For Retirement Planning, Review, Revise, Repeat
As a retired actuary and blogger who tries to help individuals and couples develop reasonable spending budgets and make better financial decisions, I read Mark Shemtob’s latest article, “Using Stochastic Modeling to Analyze Retirement Income Strategies” (July/August 2017), with great interest. It is nice to see that members of our profession are wading into the area of personal financial planning.
I tend to be somewhat less enamored than Mark with the benefits of using stochastic modeling to determine retiree spending. It tends to be a nontransparent “black box” to the clients, and probably even to most of the financial advisers who employ it. As Mark points out, the results are very much a function of the assumptions built into the model, particularly the historical real rates of investment return and variances for equities that are generally used to forecast future experience.
And while I share Mark’s general concerns about using stochastic modeling, I am also concerned that even if more “reasonable” assumptions are used by financial advisers, clients may not fully appreciate the risks associated with an approach that, in Mark’s words, is designed to “determine the maximum amount of inflation-adjusted income that can be generated with the desired success level.” This concern was also addressed by Moshe Milevsky in his excellent Sept. 1, 2011, ThinkAdvisor column, “What Does Retirement Really Cost?” in which he advocated using basic financial economic principles and annuity-based pricing of retirement spending liabilities. He said, “The annuity price is effectively the cost of your retirement income plans and the only answer to the question posed in this column. Any other answer involves extra risk, possibly invisible to the naked eye. It is often obscured from view thanks to heroic assumptions hardwired into financial calculators.”
I advocate using both basic actuarial and financial economic principles to develop what I call the Actuarial Budget Benchmark (ABB). I recommend that retirees and their financial advisers annually compare their spending plans with their ABB to get a sense for how aggressive or conservative these plans may be and to monitor the relationship over time to determine whether changes in their plans may be necessary.
Ken Steiner, MAAA, FSA
A Shackle on the ‘Invisible Hand’
Mr. Fuentes’s disparaging remarks concerning the “invisible hand” in the U.S. health care market (“A Rigged Game?” July/August 2017) neglected to mention the extent to which it has been shackled and prevented from operating. Barriers to competitor entry, supply restrictions, deadweight regulatory costs, demand subsidies, price opacity—these factors have combined to create a perfect storm of price increases. These factors are not “natural” features of the health care market, but rather the results of deliberately imposed policies that have accreted over the past 50+ years.
John A. Major, MAAA, ASA
Action Needed on Structured Settlements
I write to propose that the Academy take a more aggressive posture with respect to protecting the beneficiaries of structured settlements.
Structured settlements were introduced in the 1970s when the court in damage cases felt the injured party, such as in medical malpractice cases, would be better served by an annuity award than by a lump-sum award.
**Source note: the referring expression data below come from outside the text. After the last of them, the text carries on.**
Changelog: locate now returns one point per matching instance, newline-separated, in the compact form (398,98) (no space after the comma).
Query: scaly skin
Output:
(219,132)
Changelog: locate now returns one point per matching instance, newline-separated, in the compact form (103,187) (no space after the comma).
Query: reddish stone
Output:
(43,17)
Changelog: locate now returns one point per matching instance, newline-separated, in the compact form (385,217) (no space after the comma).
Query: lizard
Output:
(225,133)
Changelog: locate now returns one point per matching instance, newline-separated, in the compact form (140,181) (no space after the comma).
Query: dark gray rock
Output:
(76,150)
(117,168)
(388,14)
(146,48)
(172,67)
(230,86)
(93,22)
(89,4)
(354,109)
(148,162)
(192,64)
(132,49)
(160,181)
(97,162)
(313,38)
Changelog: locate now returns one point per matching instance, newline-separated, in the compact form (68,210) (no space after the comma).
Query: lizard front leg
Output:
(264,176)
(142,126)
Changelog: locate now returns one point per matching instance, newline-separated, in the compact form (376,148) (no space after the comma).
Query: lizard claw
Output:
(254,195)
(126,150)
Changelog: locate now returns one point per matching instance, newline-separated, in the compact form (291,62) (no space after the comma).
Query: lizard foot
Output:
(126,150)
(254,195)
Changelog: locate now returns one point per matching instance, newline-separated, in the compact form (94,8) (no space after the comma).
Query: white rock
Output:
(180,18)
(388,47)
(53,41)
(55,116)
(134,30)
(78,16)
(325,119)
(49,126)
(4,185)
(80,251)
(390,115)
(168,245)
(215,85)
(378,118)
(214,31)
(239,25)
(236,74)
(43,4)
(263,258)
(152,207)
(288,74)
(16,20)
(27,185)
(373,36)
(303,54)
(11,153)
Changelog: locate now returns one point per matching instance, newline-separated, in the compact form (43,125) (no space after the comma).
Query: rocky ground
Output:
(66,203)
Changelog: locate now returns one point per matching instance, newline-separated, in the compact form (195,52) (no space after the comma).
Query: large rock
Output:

This led subsequently to the growth of a secondary market where investors would offer to purchase the annuity from the injured party for a lump sum.
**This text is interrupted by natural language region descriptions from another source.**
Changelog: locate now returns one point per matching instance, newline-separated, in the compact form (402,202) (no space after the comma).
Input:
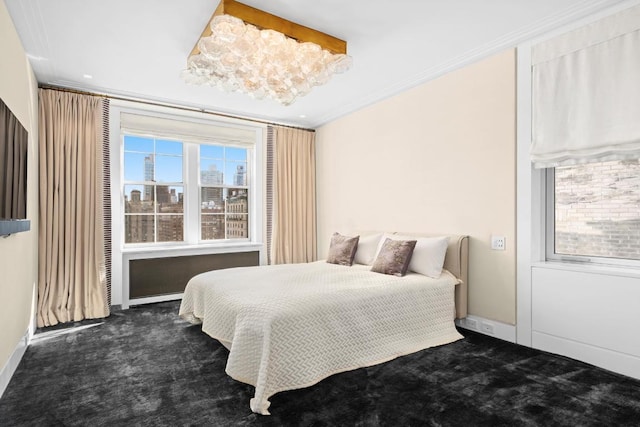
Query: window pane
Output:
(170,228)
(211,151)
(168,168)
(169,199)
(138,228)
(135,201)
(211,200)
(212,227)
(138,143)
(236,154)
(211,172)
(138,167)
(237,226)
(235,173)
(237,200)
(597,209)
(168,147)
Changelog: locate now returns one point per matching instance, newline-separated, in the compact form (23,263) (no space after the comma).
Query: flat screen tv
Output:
(13,173)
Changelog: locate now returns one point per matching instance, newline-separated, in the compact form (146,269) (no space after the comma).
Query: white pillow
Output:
(428,255)
(367,249)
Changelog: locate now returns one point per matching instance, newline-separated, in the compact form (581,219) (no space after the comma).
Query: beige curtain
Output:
(294,206)
(71,271)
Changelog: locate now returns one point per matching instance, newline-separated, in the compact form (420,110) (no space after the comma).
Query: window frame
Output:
(155,184)
(250,170)
(549,218)
(256,146)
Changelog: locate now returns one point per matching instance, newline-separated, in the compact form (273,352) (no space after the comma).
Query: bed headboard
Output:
(456,261)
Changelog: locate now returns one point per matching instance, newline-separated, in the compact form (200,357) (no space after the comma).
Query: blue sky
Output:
(168,158)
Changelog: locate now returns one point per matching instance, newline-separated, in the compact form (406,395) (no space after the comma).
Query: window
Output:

It soon became apparent that beneficiaries of structured settlements needed protection of counsel to determine whether the amount on offer from the investors was fair to the beneficiary. The Washington Post has documented instances in a series of articles and editorials that abuses have occurred with some frequency. See, for example, a front-page article in the December 25, 2015, edition of the Post, “The Flawed System That Allows Companies to Make Millions Off the Injured.”
States, alerted to this problem, in many cases have adopted various forms of the Structured Settlement Protection Act (SSPA). Features of this act include the requirement that someone selling such payments should receive professional advice as to the fairness of the lump-sum payment, including a calculation of the present value (PV) of the payments. Also, the sale must be approved by a judge.
Usually the periodic payments of a structured settlement are life contingent. The SSPA does not specify who is qualified to give professional advice as to whether the investor’s offer is fair to the injured party. This begs, in my opinion, that the SSPA, as adopted by many states, should specify that present value calculations be required and should be performed by a qualified actuary. Because the injured party is frequently in poor health, that PV calculation is not a routine one and requires judgment about the injured party’s life expectancy. Perhaps several PV calculations should be required, using optimistic and pessimistic assumptions.
As difficult as these judgments are, no one, in my opinion, is more qualified to do these PV calculations than a qualified actuary.
Dwight K. Bartlett, MAAA, FSA
Editor’s note: Mr. Bartlett was a charter member of the American Academy of Actuaries. He was awarded the Robert J. Myers Public Service Award in 1998 and he was Maryland’s insurance commissioner from 1993 to 1997. He is a former chief actuary of the Social Security Administration and a past president of the Society of Actuaries.